La gassa: Se il sistema finanziario vale di più della sovranità di un popolo

Terrorismo finanziario. Oltretutto perché a mio modo di vedere non esiste alcuna relazione di causa/effetto fra referendum e situazione finanziaria attuale. Situazione che non può avere la meglio sulla sovranità di un popolo

luigigassa

Chi va per mare dorme poco. Poco e poco volentieri, perché alla fine, i marinai lo ritengono tempo sprecato, momenti tolti alla pesca o alla contemplazione.
Per questo verso le cinque, anche prima, sono solito guardare i telegiornali (anche esteri) e sentire cosa si dice del futuro, dell’economia e, in genere, del nostro paese.
Stamani però sono trasecolato e, in fondo, mi sono anche arrabbiato.
Guardavo SkyTG 24 e si parlava dell’ormai super inflazionato referendum italiano: bella novità, penserete… E invece si. C’è molto di nuovo, e di preoccupante.
Nella rassegna stampa si diceva, in estrema sintesi, che tanto i sistemi finanziari europei, l’OCSE ed il Financial Time in testa, si erano nettamente schierati a favore di una posizione (quella del SI) al nostro referendum, determinando l’opinione che se perderà il “fronte riformista” ben otto banche (Monte dei Paschi di Siena, Popolare di Vicenza, Carige, Banca Etruria, CariChieti, Banca delle Marche e CariFerrara) avrebbero rischiato il fallimento: tutto ciò in virtù del fatto che “Renzi si dimetterà in caso di sconfitta, facendo crollare con un governo tecnico la soluzione di mercato che avrebbe risolto i problemi da 4mila miliardi di euro del sistema bancario Italiano”.
E’ terrorismo finanziario.

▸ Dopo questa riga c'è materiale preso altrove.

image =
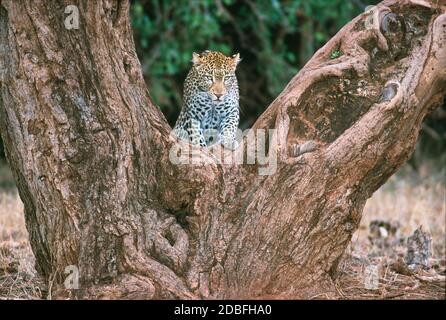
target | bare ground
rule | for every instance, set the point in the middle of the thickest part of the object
(408, 200)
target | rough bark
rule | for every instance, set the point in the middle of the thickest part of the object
(90, 155)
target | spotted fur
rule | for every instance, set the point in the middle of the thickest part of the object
(210, 112)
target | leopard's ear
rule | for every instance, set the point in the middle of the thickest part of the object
(196, 59)
(236, 59)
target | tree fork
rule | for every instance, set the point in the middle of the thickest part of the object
(90, 155)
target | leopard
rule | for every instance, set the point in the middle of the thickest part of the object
(210, 112)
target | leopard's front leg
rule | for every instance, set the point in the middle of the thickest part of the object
(196, 133)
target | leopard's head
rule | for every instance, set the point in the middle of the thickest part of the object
(215, 73)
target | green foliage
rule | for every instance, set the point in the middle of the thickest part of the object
(275, 38)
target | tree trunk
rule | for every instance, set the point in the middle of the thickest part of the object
(91, 155)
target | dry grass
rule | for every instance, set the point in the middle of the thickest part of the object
(411, 198)
(18, 278)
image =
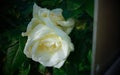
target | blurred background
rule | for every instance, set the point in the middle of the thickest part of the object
(14, 18)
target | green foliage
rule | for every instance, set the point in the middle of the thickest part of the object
(14, 17)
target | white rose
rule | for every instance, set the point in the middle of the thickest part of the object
(48, 41)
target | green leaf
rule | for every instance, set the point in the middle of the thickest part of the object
(15, 57)
(58, 72)
(89, 7)
(24, 69)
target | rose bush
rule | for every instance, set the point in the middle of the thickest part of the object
(48, 42)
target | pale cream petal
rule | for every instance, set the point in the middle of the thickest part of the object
(60, 64)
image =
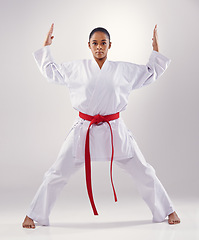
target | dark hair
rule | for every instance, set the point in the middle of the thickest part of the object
(99, 29)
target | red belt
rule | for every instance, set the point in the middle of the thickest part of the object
(95, 120)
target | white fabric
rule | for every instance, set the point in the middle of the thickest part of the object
(94, 91)
(101, 91)
(145, 179)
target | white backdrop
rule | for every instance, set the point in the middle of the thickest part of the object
(36, 115)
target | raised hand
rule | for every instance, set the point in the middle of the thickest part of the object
(49, 36)
(155, 40)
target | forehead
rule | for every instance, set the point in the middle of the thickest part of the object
(99, 36)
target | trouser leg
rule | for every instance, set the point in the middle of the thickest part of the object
(148, 185)
(54, 180)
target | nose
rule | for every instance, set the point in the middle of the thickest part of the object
(99, 46)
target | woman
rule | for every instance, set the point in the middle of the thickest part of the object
(99, 90)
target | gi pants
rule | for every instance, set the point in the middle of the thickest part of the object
(143, 174)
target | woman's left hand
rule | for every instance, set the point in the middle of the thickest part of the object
(155, 40)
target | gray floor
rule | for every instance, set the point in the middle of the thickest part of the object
(120, 220)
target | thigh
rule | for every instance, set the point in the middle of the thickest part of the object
(137, 166)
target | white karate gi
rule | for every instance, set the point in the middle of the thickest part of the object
(100, 91)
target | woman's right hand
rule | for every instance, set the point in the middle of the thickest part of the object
(49, 37)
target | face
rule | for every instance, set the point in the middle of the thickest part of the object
(99, 45)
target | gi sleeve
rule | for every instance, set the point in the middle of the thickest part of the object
(142, 75)
(55, 73)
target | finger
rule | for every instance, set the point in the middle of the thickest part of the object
(51, 30)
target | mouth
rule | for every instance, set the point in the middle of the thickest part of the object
(99, 53)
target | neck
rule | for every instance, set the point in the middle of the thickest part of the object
(100, 62)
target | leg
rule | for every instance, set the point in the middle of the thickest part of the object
(54, 180)
(148, 185)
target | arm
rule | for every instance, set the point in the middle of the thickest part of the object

Oltretutto perché a mio modo di vedere non esiste alcuna relazione di causa/effetto fra referendum e situazione finanziaria attuale.
La non automaticità di quanto affermato dal giornale londinese non esiste e questo per diverse ragioni.

La prima è che una riforma costituzionale, di per sé, riforma la Costituzione e non migliora i conti delle banche. I bilanci possono essere risanati solo con un intervento pubblico o di tassazione nei confronti dei cittadini oppure con l’intervento di un “anchor investor”. E qui non esiste dubbio.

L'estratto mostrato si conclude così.